Günter Grass „Schreiben nach Auschwitz“ – 13. Februar 1990

Seit wir gemeinsam „Gegen das Vergessen“ der Opfer des Holocaust schreiben, werden wir Literatwos ständig mit diesem zeitlosen Zeitbegriff konfrontiert, da wir den historischen Schlagschatten des Erinnerns gerade in Büchern immer wieder spüren. Manchmal sind es Namen, oftmals Orte und immer wieder auch Gegenstände, die uns einholen und den Blick in die Vergangenheit richten lassen. Einer dieser Gegenstände ist ein Ring, über den ich vor kurzem schrieb. Jener Ring eines gefallenen Soldaten, der nun in meinen Händen liegt und damals alles veränderte: Weihnachten 1944…

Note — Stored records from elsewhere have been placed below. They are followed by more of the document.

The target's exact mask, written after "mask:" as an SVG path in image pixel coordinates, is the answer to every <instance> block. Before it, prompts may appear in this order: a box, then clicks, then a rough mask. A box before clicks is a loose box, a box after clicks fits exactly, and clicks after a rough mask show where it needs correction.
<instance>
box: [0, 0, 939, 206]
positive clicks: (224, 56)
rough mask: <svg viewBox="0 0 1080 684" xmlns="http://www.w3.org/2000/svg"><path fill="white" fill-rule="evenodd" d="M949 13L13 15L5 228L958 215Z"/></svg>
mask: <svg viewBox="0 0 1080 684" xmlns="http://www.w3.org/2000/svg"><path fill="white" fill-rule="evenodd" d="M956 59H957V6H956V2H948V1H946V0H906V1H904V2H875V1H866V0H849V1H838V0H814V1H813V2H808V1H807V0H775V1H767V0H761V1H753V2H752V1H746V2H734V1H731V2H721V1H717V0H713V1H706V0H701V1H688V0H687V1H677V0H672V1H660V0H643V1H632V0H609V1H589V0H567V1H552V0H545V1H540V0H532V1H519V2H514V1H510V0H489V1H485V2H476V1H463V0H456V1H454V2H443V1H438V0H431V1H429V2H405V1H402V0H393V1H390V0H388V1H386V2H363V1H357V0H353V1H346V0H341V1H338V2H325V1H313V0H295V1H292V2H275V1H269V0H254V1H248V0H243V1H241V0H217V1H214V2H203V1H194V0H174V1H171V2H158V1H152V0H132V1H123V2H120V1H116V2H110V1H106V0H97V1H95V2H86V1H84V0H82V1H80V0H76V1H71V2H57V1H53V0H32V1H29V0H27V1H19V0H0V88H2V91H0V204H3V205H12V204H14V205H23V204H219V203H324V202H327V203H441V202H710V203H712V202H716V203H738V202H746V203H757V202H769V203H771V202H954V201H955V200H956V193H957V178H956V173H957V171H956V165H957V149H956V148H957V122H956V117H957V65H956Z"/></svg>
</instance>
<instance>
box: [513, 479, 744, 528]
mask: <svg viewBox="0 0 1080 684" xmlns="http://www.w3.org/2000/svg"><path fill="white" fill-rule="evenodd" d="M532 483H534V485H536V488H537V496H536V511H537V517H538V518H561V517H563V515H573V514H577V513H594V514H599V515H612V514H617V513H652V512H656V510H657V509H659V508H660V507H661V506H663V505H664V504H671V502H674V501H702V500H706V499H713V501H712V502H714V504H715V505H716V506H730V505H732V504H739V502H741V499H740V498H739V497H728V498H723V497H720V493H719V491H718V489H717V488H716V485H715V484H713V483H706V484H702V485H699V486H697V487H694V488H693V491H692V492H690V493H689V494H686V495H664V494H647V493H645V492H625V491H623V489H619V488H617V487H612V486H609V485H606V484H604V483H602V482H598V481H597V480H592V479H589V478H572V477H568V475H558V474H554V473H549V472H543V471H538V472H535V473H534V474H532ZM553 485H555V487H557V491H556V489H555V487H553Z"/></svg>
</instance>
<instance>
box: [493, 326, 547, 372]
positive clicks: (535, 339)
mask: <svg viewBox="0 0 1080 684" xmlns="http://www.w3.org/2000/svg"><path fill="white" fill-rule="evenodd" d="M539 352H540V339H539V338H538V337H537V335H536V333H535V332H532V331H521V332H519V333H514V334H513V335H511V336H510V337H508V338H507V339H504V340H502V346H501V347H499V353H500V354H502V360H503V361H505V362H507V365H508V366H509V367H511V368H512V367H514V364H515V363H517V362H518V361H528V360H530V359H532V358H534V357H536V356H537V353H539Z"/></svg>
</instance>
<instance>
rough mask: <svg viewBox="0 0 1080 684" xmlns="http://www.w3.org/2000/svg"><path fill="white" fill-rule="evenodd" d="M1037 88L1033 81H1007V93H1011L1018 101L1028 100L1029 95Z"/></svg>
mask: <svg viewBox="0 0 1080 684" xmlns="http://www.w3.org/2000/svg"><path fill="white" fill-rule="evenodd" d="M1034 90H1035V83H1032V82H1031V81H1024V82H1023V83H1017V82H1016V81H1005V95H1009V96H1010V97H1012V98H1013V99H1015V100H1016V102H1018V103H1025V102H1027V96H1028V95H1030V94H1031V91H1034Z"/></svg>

Schlagschatten… Aus ihnen möchten wir selbst täglich lernen und anderen Menschen immer wieder vor Augen führen, dass sich Automatismen der Vergangenheit nur dann wiederholen können, wenn wir sie bis heute nicht verstehen. Erinnern heißt für uns auch Verhindern! Im Schreiben hier, in Gesprächen mit Freunden und im Dialog mit Jugendlichen an Schulen.